Do we have audio? Okay, one more time. And you could notice some German accent here, right? So I can modify the message, there is language, and you see the language is not set, for example, for sake of correctness, I will set it to British, much better, right?
You can also do US accent, and what is even cooler, you can also do Polish accent. So you can play around with that.
And, you know, when I was playing mainly with speech recognition, because I was inspired in this idea that it would be so cool to add the voice commands to the website, and I put up the small library called voice commander, and you can find it on GitHub, it's just
a wrapper on top of the WebKit speech recognition API, and what it allows you to do, you can install it with NPM or Bower, you can just add a command to your code with simple JavaScript, one minor, so you just say command is whatever I said, right? And the callback function is whatever you have to do when you add this command.

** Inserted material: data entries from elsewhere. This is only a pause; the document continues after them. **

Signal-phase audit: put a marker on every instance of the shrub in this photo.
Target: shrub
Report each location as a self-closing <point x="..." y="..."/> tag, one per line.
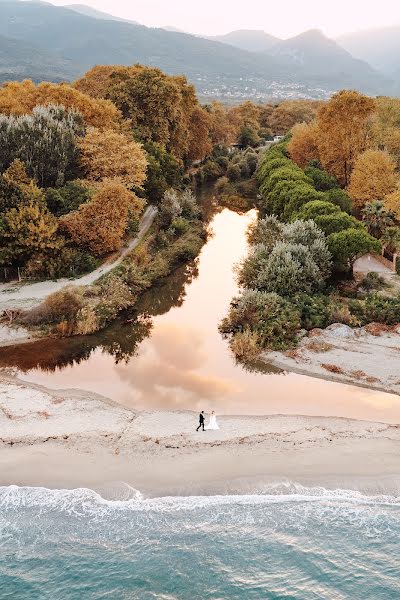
<point x="273" y="318"/>
<point x="316" y="208"/>
<point x="336" y="222"/>
<point x="314" y="310"/>
<point x="340" y="198"/>
<point x="321" y="179"/>
<point x="265" y="231"/>
<point x="373" y="281"/>
<point x="346" y="246"/>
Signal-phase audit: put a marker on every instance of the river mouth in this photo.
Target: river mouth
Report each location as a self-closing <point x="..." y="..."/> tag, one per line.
<point x="172" y="357"/>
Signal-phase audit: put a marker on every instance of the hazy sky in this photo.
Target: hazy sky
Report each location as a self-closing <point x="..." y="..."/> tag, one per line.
<point x="282" y="18"/>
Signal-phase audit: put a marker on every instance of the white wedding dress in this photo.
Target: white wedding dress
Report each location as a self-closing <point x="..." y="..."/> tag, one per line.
<point x="213" y="424"/>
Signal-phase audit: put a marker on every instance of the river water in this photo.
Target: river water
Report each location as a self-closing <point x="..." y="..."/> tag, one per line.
<point x="173" y="356"/>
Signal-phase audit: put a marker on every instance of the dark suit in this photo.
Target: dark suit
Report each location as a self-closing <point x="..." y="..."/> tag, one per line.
<point x="201" y="421"/>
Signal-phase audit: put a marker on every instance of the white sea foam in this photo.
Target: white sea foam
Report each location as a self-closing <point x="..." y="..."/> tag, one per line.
<point x="83" y="500"/>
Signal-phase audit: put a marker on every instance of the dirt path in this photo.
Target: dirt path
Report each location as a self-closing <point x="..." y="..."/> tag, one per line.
<point x="17" y="295"/>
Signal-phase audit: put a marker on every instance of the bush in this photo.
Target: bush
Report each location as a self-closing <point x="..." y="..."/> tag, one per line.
<point x="373" y="281"/>
<point x="340" y="198"/>
<point x="234" y="172"/>
<point x="316" y="208"/>
<point x="273" y="318"/>
<point x="314" y="310"/>
<point x="321" y="179"/>
<point x="336" y="222"/>
<point x="377" y="309"/>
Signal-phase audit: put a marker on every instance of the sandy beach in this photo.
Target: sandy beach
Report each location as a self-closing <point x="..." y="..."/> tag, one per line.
<point x="69" y="439"/>
<point x="367" y="356"/>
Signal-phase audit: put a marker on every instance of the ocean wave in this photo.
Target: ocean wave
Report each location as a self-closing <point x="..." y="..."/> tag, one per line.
<point x="125" y="497"/>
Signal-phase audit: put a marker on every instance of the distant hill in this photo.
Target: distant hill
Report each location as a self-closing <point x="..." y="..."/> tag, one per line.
<point x="325" y="61"/>
<point x="88" y="11"/>
<point x="248" y="39"/>
<point x="19" y="60"/>
<point x="379" y="47"/>
<point x="44" y="41"/>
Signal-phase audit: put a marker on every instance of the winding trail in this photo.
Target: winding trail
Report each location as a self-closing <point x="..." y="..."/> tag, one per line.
<point x="25" y="295"/>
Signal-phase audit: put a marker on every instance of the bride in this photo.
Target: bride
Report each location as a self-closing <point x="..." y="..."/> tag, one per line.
<point x="213" y="422"/>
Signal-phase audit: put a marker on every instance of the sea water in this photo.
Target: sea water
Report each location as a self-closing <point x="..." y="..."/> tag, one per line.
<point x="287" y="542"/>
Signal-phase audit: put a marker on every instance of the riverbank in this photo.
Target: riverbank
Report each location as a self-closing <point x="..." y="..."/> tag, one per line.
<point x="366" y="356"/>
<point x="69" y="439"/>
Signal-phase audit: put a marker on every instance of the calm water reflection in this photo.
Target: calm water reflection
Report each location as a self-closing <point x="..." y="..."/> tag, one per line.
<point x="174" y="358"/>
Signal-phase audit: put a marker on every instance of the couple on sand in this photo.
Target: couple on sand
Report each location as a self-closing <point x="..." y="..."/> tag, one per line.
<point x="212" y="424"/>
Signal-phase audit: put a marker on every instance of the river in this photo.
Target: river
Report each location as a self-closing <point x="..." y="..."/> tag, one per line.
<point x="173" y="357"/>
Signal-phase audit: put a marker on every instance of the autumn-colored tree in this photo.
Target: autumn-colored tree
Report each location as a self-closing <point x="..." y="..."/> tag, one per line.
<point x="27" y="230"/>
<point x="303" y="146"/>
<point x="344" y="124"/>
<point x="159" y="106"/>
<point x="222" y="130"/>
<point x="291" y="112"/>
<point x="373" y="177"/>
<point x="107" y="154"/>
<point x="386" y="126"/>
<point x="392" y="202"/>
<point x="100" y="225"/>
<point x="45" y="141"/>
<point x="20" y="98"/>
<point x="199" y="138"/>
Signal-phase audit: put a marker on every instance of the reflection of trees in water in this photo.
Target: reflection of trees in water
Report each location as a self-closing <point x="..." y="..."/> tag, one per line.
<point x="121" y="340"/>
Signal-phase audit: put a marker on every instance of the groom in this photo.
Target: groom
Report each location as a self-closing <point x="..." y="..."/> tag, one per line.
<point x="201" y="421"/>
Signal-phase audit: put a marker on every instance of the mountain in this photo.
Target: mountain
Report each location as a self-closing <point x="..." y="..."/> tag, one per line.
<point x="248" y="39"/>
<point x="325" y="62"/>
<point x="19" y="60"/>
<point x="379" y="47"/>
<point x="87" y="41"/>
<point x="88" y="11"/>
<point x="51" y="42"/>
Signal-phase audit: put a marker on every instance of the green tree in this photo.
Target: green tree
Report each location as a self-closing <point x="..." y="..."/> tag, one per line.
<point x="348" y="245"/>
<point x="44" y="141"/>
<point x="377" y="218"/>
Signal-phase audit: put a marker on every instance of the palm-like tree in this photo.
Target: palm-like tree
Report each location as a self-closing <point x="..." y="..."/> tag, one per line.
<point x="377" y="217"/>
<point x="391" y="239"/>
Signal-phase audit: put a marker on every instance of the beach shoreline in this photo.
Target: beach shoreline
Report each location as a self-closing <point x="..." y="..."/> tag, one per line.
<point x="68" y="439"/>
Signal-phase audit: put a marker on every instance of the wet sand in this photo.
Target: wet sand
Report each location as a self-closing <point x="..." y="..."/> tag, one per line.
<point x="68" y="439"/>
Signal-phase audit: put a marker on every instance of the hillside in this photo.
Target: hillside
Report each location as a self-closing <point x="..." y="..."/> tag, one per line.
<point x="324" y="61"/>
<point x="379" y="47"/>
<point x="56" y="43"/>
<point x="247" y="39"/>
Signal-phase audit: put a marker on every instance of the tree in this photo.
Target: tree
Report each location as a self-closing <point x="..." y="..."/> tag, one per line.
<point x="63" y="200"/>
<point x="274" y="319"/>
<point x="109" y="154"/>
<point x="248" y="137"/>
<point x="20" y="98"/>
<point x="27" y="230"/>
<point x="338" y="221"/>
<point x="343" y="132"/>
<point x="348" y="245"/>
<point x="373" y="177"/>
<point x="316" y="208"/>
<point x="392" y="202"/>
<point x="44" y="141"/>
<point x="303" y="146"/>
<point x="340" y="198"/>
<point x="391" y="239"/>
<point x="377" y="218"/>
<point x="164" y="171"/>
<point x="321" y="179"/>
<point x="100" y="225"/>
<point x="199" y="138"/>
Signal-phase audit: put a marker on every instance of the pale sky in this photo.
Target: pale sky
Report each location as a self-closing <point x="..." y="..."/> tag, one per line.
<point x="283" y="18"/>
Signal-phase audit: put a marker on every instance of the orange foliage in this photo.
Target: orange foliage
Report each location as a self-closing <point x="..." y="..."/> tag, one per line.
<point x="18" y="98"/>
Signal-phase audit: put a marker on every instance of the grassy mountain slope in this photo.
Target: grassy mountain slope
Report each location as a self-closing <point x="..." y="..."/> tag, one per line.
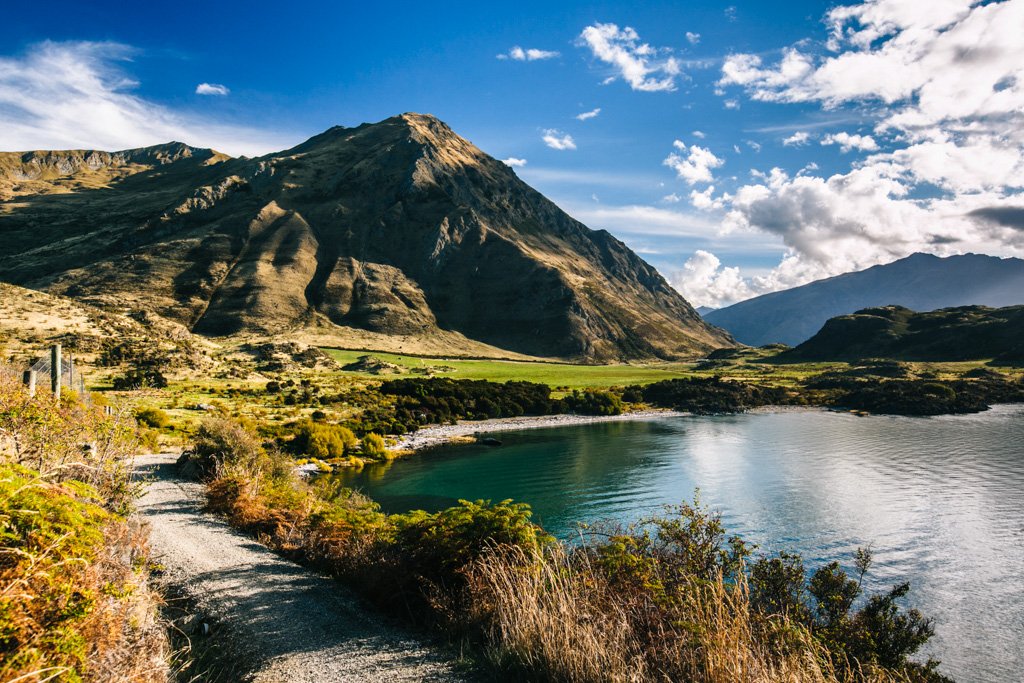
<point x="399" y="228"/>
<point x="920" y="282"/>
<point x="967" y="333"/>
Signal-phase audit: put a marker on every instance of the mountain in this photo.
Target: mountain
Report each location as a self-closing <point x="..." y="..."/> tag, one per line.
<point x="921" y="282"/>
<point x="966" y="333"/>
<point x="399" y="228"/>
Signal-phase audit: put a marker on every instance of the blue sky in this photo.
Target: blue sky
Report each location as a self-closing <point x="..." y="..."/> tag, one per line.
<point x="693" y="107"/>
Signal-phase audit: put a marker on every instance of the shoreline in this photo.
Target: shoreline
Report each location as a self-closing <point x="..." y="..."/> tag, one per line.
<point x="436" y="435"/>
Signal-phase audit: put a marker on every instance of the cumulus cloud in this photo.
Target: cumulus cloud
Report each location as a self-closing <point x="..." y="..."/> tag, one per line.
<point x="704" y="282"/>
<point x="79" y="95"/>
<point x="705" y="201"/>
<point x="692" y="164"/>
<point x="797" y="139"/>
<point x="644" y="68"/>
<point x="558" y="140"/>
<point x="848" y="142"/>
<point x="211" y="89"/>
<point x="944" y="82"/>
<point x="529" y="54"/>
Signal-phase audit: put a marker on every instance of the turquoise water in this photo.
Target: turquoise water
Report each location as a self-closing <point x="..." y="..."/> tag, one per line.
<point x="939" y="500"/>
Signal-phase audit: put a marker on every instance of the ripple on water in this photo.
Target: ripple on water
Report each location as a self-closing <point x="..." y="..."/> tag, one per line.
<point x="939" y="500"/>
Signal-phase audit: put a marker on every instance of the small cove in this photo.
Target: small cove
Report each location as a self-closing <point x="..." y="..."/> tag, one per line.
<point x="939" y="500"/>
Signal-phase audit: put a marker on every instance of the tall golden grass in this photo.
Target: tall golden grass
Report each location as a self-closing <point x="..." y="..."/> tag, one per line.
<point x="558" y="617"/>
<point x="75" y="598"/>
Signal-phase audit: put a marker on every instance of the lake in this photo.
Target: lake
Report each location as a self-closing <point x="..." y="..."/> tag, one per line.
<point x="939" y="500"/>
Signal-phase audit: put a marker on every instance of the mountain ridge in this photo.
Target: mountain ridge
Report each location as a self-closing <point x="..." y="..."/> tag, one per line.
<point x="399" y="226"/>
<point x="919" y="282"/>
<point x="955" y="334"/>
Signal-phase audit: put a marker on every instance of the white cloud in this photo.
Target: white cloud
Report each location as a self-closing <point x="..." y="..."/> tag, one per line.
<point x="704" y="282"/>
<point x="558" y="140"/>
<point x="847" y="142"/>
<point x="705" y="201"/>
<point x="944" y="82"/>
<point x="77" y="95"/>
<point x="530" y="54"/>
<point x="644" y="68"/>
<point x="695" y="166"/>
<point x="211" y="89"/>
<point x="797" y="139"/>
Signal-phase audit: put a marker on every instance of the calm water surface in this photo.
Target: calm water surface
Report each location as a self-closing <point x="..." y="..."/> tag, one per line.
<point x="939" y="500"/>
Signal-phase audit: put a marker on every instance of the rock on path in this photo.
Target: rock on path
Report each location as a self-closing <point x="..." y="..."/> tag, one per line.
<point x="293" y="625"/>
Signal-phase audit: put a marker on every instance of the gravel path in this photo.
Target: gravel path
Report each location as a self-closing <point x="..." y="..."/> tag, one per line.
<point x="290" y="623"/>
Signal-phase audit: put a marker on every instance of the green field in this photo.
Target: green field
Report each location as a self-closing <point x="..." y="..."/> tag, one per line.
<point x="552" y="374"/>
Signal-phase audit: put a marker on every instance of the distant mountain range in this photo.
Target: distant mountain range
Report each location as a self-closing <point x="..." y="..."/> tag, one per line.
<point x="921" y="282"/>
<point x="400" y="228"/>
<point x="967" y="333"/>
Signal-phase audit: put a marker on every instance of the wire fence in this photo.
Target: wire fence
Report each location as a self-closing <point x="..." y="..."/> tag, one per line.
<point x="71" y="375"/>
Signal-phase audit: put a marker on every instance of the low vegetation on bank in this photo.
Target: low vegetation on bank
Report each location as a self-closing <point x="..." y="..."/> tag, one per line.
<point x="75" y="602"/>
<point x="671" y="598"/>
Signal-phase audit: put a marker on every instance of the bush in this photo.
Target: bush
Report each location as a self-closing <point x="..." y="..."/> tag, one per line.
<point x="592" y="402"/>
<point x="140" y="378"/>
<point x="74" y="598"/>
<point x="318" y="439"/>
<point x="153" y="417"/>
<point x="711" y="394"/>
<point x="373" y="445"/>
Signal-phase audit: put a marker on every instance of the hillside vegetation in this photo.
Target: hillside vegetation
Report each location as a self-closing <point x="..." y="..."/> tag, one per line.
<point x="968" y="333"/>
<point x="920" y="282"/>
<point x="75" y="602"/>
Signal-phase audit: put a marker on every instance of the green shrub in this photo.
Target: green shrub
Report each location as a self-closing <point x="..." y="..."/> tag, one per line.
<point x="153" y="417"/>
<point x="373" y="445"/>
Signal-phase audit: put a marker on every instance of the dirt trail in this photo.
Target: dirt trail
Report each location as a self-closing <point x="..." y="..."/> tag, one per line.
<point x="293" y="625"/>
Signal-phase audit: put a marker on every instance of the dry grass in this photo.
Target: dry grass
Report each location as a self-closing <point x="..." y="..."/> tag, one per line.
<point x="561" y="619"/>
<point x="75" y="598"/>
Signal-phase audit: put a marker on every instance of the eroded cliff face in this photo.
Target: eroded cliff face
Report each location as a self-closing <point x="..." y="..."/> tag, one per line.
<point x="399" y="227"/>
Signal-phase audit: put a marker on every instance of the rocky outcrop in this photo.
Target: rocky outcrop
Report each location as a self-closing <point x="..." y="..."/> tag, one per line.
<point x="399" y="227"/>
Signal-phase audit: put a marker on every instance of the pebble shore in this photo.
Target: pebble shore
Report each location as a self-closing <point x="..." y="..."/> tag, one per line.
<point x="435" y="435"/>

I also put up the small website called book slip, and I hope you can see it. So if I say start, you see? It's asking me if I'm giving the permission to allow the microphone. If you're running the website on HTTP, it will ask you every time when you do
reload. If you don't want to do that, you can run over HTTP, it will just ask for permission once. So here I will say allow. Books, favorites, favorites, top ten, search JavaScript.
So this is, like, an idea how you can put this into your website, and here I have, you know, on top you can notice I have this start and stop, and I also have get single command, so if I click get single command, it will just get one command and stop listening, so I say get single command, and it will ask me to allow again, fortunately.
Home. Okay. Probably didn't recognize very well. Top ten. And go to command and stop listening.
So please check out my voice commander library, you can find it on GitHub, maybe you find it useful, and there are some links when you can see the demos on website about web speech API, there is even web speech API spec, for now it's supported only by Google
Chrome. If you want to have this in Microsoft Edge, you can do it. All you have to do is Microsoft, Microsoft Edge, speech recognition API, user voice,
I think, Google for this, and there is user voice on the Windows website, and you can see we have, like, 500 votes now, so if you add all of your votes, you can give maximum three votes per person, so you can, like, get another 100 out of this room,
I think, and I think if we get closer than Microsoft Edge team will be more encouraged to implement this feature in Microsoft Edge browser, too. So here is a link to my voice commander library on GitHub, and there is also this
book slip website I showed you, so thank you very much, and send me an email if you have any questions about that. Thank you.